Non-Greedy Regex

So I have a number of items being returned of the general format

<itemData>
     <dataItem>Stuff here</dataItem>
</itemData>

<itemData>
     <dataItem>Stuff here</dataItem>
</itemData>

The problem I’m having with a Regex for this is keeping it from grabbing both objects in a single, giant sweep as it matches everything from the first line to the last line. I know *? will match what comes before as soon as possible, but I’m not clear on how that can be applied to an entire grouping since I obviously want to match the 1st “” as soon as it appears so I wind up with 2 objects in my MatchCollection.

For those who might run into a similar situation :slight_smile:

I’ll ask the same question I asked before - why are you running Regular expressions against this instead of parsing it as an XML string?

There’s no guarantee of the data being returned staying in the same format. As this is beyond our control, it makes more sense to code using a Regex which can handle any kind of formatting they might use in the future.

No it does not. When the question is “How do I parse XML?” the answer is never with RegEx.

You do know that it is literally (and I mean, literally) impossible to parse XML properly with regular expressions?

In fact, XML it’s no more than a structured plain text. It’s not elegant to use regular expression over XML, but not impossible. I never had troubles to parse XML using regular expressions.

Chomsky hierarchies. blah blah. type 3 grammars. yada yada. infinite recursion. wah wah.

This is a good regex resource: http://www.regular-expressions.info/

There are also a few good books on regular expressions too.
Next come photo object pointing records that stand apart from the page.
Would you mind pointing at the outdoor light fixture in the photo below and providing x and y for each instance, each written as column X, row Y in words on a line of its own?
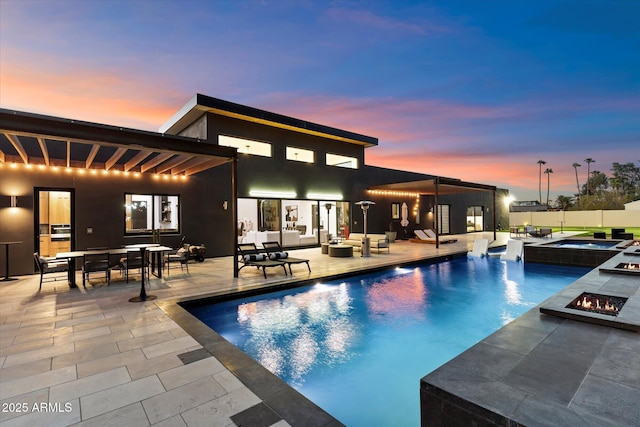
column 324, row 196
column 273, row 194
column 366, row 248
column 328, row 207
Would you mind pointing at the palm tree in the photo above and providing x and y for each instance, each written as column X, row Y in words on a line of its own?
column 575, row 167
column 589, row 161
column 540, row 163
column 548, row 171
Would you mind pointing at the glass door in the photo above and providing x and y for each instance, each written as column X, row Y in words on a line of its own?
column 54, row 228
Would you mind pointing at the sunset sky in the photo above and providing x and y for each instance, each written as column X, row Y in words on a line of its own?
column 476, row 90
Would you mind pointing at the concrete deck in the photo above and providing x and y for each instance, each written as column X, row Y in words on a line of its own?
column 90, row 357
column 543, row 370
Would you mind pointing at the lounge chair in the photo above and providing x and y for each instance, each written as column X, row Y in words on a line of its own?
column 249, row 255
column 480, row 248
column 275, row 252
column 429, row 236
column 541, row 232
column 514, row 251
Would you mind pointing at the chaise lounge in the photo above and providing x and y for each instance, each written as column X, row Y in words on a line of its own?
column 249, row 255
column 429, row 236
column 275, row 252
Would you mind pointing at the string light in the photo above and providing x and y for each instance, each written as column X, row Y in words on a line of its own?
column 92, row 171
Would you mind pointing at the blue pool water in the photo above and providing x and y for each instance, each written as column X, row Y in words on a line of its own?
column 582, row 244
column 358, row 348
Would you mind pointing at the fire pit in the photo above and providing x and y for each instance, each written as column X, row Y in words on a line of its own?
column 596, row 303
column 631, row 268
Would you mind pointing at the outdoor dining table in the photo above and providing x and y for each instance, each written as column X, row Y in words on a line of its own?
column 151, row 247
column 71, row 256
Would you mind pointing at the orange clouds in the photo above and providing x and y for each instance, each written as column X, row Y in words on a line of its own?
column 101, row 96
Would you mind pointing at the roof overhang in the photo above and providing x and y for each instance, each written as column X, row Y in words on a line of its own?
column 440, row 185
column 201, row 104
column 34, row 139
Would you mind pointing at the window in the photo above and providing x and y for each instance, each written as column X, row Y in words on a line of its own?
column 474, row 219
column 246, row 146
column 300, row 155
column 342, row 161
column 443, row 219
column 146, row 212
column 395, row 210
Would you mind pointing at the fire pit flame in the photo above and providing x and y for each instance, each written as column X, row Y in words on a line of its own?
column 598, row 304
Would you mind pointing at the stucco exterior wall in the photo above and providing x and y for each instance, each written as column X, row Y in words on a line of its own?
column 596, row 218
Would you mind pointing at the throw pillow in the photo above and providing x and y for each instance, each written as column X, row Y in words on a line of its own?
column 278, row 255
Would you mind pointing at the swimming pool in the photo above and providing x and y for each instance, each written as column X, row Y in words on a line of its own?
column 359, row 347
column 583, row 244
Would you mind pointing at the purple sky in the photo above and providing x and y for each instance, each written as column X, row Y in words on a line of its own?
column 477, row 90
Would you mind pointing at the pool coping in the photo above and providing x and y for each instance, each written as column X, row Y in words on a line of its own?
column 286, row 402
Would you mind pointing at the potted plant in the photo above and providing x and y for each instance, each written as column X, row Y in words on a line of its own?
column 391, row 234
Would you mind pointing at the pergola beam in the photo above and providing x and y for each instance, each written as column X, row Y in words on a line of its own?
column 43, row 148
column 18, row 146
column 92, row 155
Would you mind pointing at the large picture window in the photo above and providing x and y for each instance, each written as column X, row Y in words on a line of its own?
column 341, row 161
column 145, row 213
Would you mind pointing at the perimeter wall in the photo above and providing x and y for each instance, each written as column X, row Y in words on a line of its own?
column 599, row 218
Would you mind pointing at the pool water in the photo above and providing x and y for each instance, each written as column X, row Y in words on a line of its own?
column 358, row 348
column 581, row 244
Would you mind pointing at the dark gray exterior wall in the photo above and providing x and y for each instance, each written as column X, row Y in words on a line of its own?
column 277, row 173
column 99, row 204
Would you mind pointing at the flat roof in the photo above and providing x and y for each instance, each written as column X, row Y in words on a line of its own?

You should never really use regular expressions to parse any kind of XML-style language. It’s just a really bad idea. Possible to do, but a really bad idea. Regular expressions are not capable of parsing regular grammars, of which, XML is included in that set.

Anybody that purports to parse any (X)ML-like regular grammar using a regular expression** is deluding themselves. They are parsing only a small subset of the grammar. You can do it in a pinch, but why bother constructing a brittle solution when so many more better solutions are available for free and readily available?

I would recommend any of the jquery-like libraries for .NET that offer the very powerful CSS selectors ability for pulling out the data you need. Heck, use LINQ if you need to, but don’t use regex. You can NuGet the SharpKit or any one of a half-dozen jquery and jquery-like packages or even dedicated CSS selectors packages available that will solve your problem inside of 2 minutes. There is of course the venerable Fizzler and HTMLAgility that are awesome solutions and are what I use on my own projects. http://code.google.com/p/fizzler/ SharpQuery and SgmlReader are also good in combination together and probably more lightweight for use in Unity. http://code.google.com/p/sharp-query/

Note the “properly” clause. fholm speaks the truth.

Search SO for more concrete proof of these arguments.

In other words; Just… just don’t.

** unless they have a computer equipped with infinite memory, in which case, all bets are off.

This throws up a red flag for me. Are you saying you can’t guarantee that you will always get XML? You can design around that, so that you can substitute an XML parser for a json parser (or some other format they choose), and still keep the request and end data structure intact. And it would be far simpler to support the formats you know rather than trying to build something that could parse any known format they could change to(this strikes me as inordinately difficult to protect against something that may or may not happen), because regardless you are going to have to recode the parsing aspects it if they give you a new format. I can’t see how using Regex would improve the situation should they change formats.

Not true … you may want to do so for performance reasons.

If you know the rules of your input and those rules are more constraining than pure XML then you can be much more efficient. Particular when you only need a subset of the information contained in an XML document.

Rather topical for me at the moment as the major bottleneck in a messaging solution I did some remediation work on was the XML parsing.

EDIT: I’m not saying this is applicable in this scenario, and probably never crops up in Games Development.

True, but you won’t be parsing a regular grammar, XML or otherwise, except in a specifically defined case for a non-generic scenario. Which is then not XML or a regular grammar. You’re not parsing XML. You’re parsing something that looks like XML.

Quite so, but then you’re not parsing XML. You’re parsing something that looks like XML.

Quite so, but then you’re not parsing XML. You’re parsing something that looks like XML.

Its rather common to (for example) have a grammar defined by an XML schema (or even a document, agreement over water cooler, whatever). In fact without some kind of restriction its quite difficult to find a use for XML.

Also isnt their an equivalent regex for any regular grammar…

EDIT: Sorry being a bit cheeky, I think the issue is that XML is not regular, however some subset of XML as defined by some schema (in whatever flavour you prefer) may be.